Scientists discover what makes flies fly
Scientists in Austria and Germany have discovered a genetic switch that regulates the formation of flight muscles in flies, creatures with very small wings in relation to their bodies. The study, published in the journal Nature, suggests that spalt proteins switch myofibres from tubular to fibrillar fate during development. This function is potentially conserved in the heart of vertebrates: the stretch-stimulated muscle resembles the muscle used for insect flight.
Led by the Max Planck Institute (MPI) of Biochemistry in Germany, researchers say the gene spalt plays an instrumental role in the production of ultrafast super muscles. 'Without spalt, the fly builds only normal leg muscles instead of flight muscles,' says Frank Schnorrer from the MPI of Biochemistry, one of the authors of the study.
To ensure efficient flying, flies must quickly flap their tiny wings. The familiar buzzing and humming we hear is a result of this movement. The fruit fly Drosophila melanogaster moves its wings at a frequency of 200 hertz: its flight muscles contract and relax 200 times per second.
'In contrast, a 100-metres sprinter who moves his legs only a few times per second moves like a snail,' says Dr Schnorrer, head of the Muscle Dynamics group at MPI of Bioinformatics. The question, is, how can the fruit fly flap its wings at such a high frequency?
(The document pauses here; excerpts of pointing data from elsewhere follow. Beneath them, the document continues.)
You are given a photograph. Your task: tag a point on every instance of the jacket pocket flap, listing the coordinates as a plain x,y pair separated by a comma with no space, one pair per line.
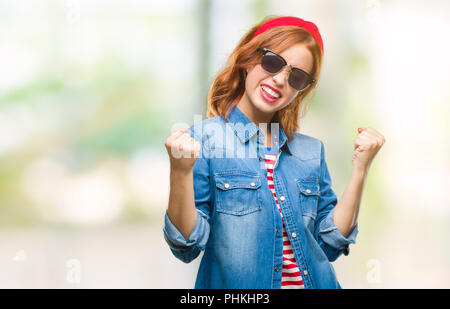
237,180
309,186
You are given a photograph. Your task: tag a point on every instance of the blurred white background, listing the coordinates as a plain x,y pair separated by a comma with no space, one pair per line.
90,89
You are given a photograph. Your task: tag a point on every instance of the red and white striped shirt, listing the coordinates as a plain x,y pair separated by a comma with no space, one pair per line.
290,275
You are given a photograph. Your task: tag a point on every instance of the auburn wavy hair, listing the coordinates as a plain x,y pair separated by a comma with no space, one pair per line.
229,84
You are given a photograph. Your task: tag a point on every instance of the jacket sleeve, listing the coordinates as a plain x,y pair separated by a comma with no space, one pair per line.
188,250
329,237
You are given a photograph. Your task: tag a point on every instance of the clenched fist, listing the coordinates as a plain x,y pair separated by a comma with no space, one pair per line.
183,150
367,144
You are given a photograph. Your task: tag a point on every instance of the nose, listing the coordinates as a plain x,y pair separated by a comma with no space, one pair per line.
281,77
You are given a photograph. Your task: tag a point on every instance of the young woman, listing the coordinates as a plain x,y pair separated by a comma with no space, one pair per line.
250,191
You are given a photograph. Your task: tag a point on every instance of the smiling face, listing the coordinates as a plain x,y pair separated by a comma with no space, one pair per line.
256,103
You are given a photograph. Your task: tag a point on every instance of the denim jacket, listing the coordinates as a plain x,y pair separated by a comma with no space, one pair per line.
238,224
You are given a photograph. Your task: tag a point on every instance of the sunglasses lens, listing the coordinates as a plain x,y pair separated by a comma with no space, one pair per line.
299,80
272,63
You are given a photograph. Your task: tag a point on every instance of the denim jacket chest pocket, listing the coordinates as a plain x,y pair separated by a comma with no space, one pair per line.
309,190
237,192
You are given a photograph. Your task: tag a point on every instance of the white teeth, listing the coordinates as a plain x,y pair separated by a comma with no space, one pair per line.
271,92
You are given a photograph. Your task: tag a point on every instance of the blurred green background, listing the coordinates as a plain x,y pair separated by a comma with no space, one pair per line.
89,91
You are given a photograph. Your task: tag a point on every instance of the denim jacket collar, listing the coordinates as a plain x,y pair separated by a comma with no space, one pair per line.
244,128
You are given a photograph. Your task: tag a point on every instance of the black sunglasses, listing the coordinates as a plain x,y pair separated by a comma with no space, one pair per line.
274,63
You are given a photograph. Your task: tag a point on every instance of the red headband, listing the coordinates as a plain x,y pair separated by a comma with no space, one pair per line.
292,21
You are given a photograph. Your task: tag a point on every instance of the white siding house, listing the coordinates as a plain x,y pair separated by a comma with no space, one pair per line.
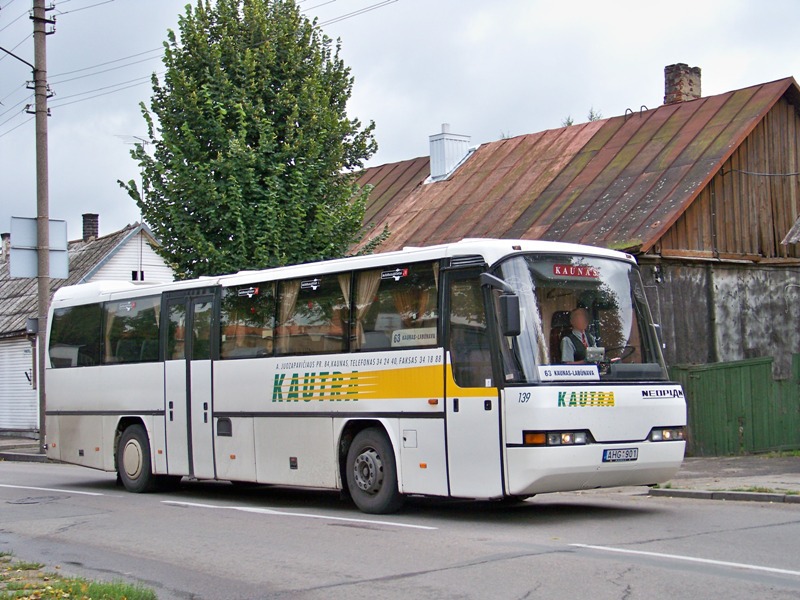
125,255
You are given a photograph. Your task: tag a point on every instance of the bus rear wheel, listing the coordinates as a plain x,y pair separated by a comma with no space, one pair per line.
133,460
372,473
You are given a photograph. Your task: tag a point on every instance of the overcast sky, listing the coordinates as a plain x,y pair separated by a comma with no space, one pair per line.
503,67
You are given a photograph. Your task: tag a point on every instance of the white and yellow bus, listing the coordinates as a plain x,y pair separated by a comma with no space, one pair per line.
431,371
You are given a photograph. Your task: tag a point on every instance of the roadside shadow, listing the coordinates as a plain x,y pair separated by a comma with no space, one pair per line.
544,509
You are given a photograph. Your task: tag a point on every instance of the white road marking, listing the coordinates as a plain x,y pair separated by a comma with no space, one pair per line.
28,487
705,561
281,513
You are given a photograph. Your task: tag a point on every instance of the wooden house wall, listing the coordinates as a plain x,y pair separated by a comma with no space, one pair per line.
745,216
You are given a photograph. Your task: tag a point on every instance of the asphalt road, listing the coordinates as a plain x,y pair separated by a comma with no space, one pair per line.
213,540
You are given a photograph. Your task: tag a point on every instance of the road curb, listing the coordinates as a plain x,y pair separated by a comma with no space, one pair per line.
12,456
725,495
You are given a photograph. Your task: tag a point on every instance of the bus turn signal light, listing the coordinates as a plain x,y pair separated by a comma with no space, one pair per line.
555,438
667,434
535,438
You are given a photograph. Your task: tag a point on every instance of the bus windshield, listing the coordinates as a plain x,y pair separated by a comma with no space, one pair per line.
583,318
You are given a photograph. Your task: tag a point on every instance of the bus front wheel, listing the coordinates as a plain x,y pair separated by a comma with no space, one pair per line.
372,473
133,460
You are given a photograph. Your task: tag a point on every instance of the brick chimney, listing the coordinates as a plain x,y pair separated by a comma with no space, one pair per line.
5,249
448,150
91,226
681,83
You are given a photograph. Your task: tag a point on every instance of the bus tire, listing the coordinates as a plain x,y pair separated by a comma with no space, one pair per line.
372,473
133,460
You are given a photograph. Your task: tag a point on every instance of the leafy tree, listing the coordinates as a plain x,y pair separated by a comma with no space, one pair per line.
255,158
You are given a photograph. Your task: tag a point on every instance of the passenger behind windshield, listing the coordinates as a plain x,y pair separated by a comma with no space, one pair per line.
575,343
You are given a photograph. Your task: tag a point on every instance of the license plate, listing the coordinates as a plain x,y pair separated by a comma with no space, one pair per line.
620,455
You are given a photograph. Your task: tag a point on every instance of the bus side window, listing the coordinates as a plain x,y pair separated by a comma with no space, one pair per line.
247,321
131,330
313,315
396,307
75,338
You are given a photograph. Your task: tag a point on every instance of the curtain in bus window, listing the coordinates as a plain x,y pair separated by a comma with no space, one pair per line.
289,291
201,331
131,330
411,303
402,312
247,320
366,290
76,336
319,323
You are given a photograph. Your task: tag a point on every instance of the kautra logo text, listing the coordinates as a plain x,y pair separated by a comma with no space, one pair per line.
331,386
582,399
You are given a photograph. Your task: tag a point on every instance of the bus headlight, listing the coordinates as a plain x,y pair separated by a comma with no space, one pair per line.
666,434
555,438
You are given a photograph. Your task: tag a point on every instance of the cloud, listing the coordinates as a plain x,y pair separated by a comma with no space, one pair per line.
488,68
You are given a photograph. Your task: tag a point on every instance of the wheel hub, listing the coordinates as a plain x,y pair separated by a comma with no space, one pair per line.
132,459
368,471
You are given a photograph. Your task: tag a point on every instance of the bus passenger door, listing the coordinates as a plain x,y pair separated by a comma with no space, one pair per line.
472,399
188,389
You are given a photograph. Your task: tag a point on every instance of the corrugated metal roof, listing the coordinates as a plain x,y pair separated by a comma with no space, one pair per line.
620,182
18,296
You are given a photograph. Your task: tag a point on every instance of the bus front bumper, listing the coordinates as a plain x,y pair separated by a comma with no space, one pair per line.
532,470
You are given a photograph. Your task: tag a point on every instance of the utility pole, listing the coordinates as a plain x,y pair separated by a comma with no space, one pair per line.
40,22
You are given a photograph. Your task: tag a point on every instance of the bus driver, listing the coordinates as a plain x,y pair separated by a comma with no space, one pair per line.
575,343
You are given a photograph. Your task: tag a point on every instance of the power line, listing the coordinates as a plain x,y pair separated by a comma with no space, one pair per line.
109,62
98,95
318,5
66,12
140,80
358,12
136,62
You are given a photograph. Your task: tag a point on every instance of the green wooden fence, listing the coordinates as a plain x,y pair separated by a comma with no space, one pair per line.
738,408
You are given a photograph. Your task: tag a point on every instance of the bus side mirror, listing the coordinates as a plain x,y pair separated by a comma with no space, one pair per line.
659,336
510,325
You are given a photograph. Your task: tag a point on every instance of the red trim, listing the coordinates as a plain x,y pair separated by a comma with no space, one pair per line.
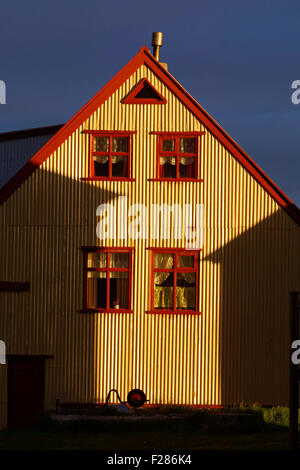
177,134
131,98
103,310
109,154
107,270
178,180
176,269
145,57
172,312
177,154
103,178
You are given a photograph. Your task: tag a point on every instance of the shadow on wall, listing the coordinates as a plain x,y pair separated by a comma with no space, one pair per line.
56,219
258,269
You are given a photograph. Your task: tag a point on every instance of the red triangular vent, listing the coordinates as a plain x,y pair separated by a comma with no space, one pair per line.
144,93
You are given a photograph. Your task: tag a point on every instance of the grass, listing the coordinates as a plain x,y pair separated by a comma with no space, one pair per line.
268,430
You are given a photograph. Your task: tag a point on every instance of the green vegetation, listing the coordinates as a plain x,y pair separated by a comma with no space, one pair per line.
241,427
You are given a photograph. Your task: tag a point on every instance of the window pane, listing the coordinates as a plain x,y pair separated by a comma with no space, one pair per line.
119,166
101,144
186,291
163,260
96,289
119,290
163,290
185,261
187,145
119,260
168,167
187,167
97,260
101,165
168,145
120,144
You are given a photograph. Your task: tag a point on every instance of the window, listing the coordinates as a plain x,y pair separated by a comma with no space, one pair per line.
109,155
174,280
107,279
177,156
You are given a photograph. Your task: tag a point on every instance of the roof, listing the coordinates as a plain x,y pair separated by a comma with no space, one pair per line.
144,56
17,147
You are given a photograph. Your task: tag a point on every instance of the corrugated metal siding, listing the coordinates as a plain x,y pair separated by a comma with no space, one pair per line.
14,153
237,349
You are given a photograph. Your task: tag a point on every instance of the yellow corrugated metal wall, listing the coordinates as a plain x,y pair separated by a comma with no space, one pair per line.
237,349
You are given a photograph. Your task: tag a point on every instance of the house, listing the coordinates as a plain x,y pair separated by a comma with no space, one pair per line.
105,283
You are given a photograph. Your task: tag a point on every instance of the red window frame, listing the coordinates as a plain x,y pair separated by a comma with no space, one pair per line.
107,269
176,269
160,153
110,135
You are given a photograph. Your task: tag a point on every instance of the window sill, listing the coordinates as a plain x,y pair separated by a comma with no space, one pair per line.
178,180
101,310
101,178
172,312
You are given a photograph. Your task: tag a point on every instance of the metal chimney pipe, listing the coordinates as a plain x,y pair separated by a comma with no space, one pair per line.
156,43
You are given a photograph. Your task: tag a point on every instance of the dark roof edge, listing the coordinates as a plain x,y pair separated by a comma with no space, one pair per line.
36,131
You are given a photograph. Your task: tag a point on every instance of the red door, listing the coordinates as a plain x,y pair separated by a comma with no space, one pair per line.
26,383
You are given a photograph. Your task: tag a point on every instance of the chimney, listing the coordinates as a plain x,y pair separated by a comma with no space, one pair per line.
157,43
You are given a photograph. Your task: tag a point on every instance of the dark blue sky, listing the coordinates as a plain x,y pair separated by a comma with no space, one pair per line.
237,59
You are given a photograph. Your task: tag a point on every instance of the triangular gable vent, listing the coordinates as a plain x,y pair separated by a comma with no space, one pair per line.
144,93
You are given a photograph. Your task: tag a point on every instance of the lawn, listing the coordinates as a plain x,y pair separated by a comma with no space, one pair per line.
268,431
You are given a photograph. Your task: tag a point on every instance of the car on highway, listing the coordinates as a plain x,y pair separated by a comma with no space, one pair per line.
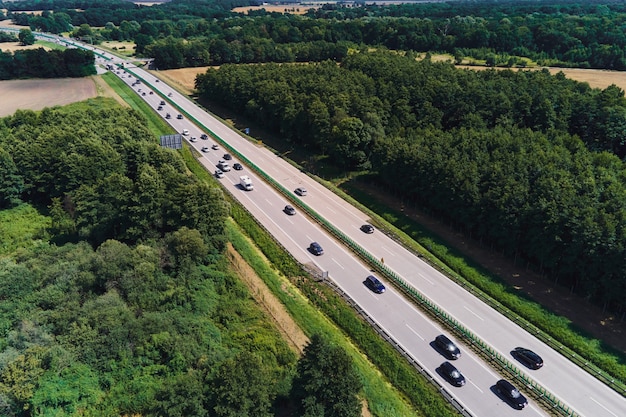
511,394
374,284
367,228
316,249
452,374
447,347
527,357
223,165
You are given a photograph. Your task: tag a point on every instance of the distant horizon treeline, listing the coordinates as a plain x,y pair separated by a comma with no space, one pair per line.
526,162
39,63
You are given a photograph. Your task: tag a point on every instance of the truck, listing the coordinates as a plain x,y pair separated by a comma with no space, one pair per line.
246,183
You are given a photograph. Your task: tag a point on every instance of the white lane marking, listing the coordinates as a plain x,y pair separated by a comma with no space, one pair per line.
388,251
593,399
481,319
337,263
476,386
414,331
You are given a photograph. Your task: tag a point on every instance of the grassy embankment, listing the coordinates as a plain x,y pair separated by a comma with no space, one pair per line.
383,399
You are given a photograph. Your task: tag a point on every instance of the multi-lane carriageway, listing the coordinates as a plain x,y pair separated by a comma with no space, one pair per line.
409,327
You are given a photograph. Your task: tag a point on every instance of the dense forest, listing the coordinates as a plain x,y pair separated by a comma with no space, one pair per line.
526,162
205,32
125,304
39,63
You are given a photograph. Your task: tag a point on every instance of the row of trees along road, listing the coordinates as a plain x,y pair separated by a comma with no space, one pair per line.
525,161
561,32
126,304
39,63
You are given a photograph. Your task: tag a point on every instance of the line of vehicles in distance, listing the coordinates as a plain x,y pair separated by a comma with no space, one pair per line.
505,389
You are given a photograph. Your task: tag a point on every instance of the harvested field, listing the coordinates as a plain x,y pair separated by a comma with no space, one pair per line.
186,77
38,94
295,9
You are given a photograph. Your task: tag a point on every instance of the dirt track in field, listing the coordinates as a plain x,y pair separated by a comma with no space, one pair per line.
38,93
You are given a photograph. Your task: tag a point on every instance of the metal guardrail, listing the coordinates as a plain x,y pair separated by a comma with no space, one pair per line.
539,392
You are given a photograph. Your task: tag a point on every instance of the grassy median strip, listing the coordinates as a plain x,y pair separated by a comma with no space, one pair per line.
155,122
421,393
558,331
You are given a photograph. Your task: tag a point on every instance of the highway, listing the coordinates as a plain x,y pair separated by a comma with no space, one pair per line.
408,326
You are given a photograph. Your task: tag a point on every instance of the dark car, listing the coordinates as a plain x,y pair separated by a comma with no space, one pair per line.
374,284
316,249
452,374
367,228
448,348
527,357
511,394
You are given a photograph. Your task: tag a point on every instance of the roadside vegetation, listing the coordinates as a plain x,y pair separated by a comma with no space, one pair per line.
123,296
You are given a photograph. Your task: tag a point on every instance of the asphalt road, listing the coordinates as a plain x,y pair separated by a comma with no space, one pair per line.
408,327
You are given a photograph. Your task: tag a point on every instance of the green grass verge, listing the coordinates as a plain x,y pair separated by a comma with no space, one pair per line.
388,361
51,45
470,274
156,124
383,400
21,227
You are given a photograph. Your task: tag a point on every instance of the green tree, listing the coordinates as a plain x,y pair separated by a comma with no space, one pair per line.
326,383
242,388
26,37
11,183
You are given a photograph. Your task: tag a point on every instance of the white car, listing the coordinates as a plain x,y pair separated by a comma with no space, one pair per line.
223,165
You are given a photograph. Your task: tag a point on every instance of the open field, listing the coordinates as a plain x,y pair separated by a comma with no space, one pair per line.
38,94
291,9
15,46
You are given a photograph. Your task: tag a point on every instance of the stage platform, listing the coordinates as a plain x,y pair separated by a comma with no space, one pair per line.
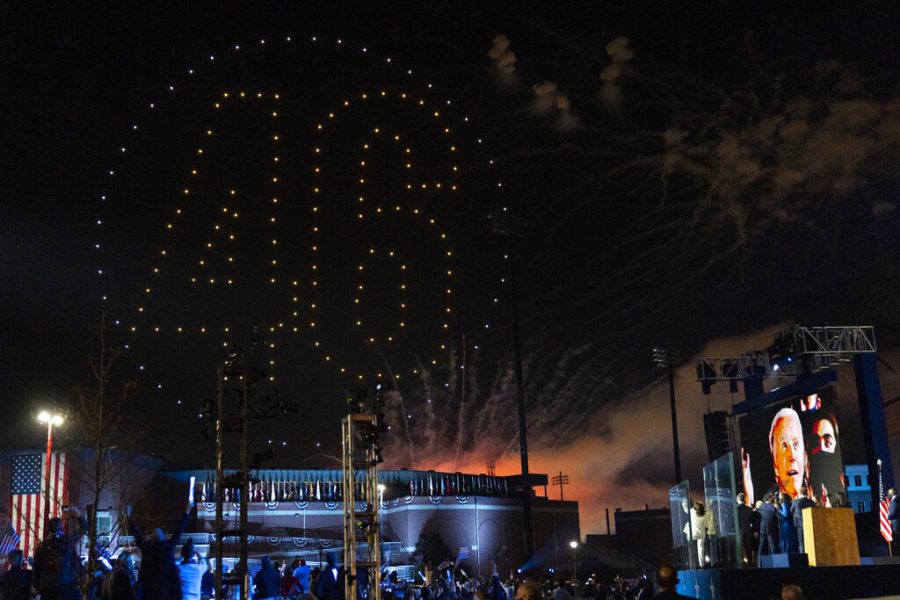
821,583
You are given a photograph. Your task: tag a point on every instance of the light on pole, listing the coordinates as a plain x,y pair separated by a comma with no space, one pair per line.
666,358
51,420
574,546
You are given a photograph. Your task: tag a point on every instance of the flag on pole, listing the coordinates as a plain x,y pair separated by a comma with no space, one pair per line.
885,525
884,507
28,490
10,539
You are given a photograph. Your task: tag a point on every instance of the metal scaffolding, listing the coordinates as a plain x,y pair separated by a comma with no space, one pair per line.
796,351
362,526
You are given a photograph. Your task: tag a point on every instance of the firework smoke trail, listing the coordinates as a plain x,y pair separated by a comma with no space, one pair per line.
394,396
429,430
461,411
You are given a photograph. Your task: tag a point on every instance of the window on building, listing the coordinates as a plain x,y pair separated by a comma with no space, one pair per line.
103,522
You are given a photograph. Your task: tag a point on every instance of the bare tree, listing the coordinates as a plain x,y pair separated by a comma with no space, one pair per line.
104,437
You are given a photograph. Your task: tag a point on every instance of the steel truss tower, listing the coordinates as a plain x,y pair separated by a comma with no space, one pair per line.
362,530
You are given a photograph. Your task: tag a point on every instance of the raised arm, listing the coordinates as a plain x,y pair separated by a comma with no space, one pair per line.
132,526
498,592
183,523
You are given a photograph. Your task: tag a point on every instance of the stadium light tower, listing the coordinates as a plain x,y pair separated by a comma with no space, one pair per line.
51,420
666,358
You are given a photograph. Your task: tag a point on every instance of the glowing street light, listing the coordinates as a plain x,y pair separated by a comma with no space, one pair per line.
51,420
574,546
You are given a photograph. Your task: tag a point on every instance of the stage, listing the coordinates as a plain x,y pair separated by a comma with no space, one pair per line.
821,583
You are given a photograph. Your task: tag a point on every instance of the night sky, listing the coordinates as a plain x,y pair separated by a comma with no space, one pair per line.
687,174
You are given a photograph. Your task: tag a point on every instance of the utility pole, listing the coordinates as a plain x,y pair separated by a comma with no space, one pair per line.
666,358
361,430
238,380
560,480
506,224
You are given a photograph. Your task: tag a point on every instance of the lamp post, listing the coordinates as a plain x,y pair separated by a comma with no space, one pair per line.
574,546
50,420
666,358
513,227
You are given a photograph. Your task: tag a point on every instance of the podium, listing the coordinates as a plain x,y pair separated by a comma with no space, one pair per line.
829,537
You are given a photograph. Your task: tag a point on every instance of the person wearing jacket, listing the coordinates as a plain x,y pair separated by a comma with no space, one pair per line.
57,566
768,529
158,578
15,584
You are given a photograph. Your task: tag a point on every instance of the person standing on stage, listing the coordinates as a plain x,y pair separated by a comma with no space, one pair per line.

The researchers explain how muscles control all body movements, including the wing oscillations. But there is a uniqueness to flight muscles. While nerve impulses regulate the fly's contractions, tension stimulates the contractions as well. There are two categories of flight muscles in each fly, and each enables the wing oscillations. One type moves the wings down and stretches the other type, which triggers their contraction. So the fly's wings are pulled up again, and stable wing oscillations commence.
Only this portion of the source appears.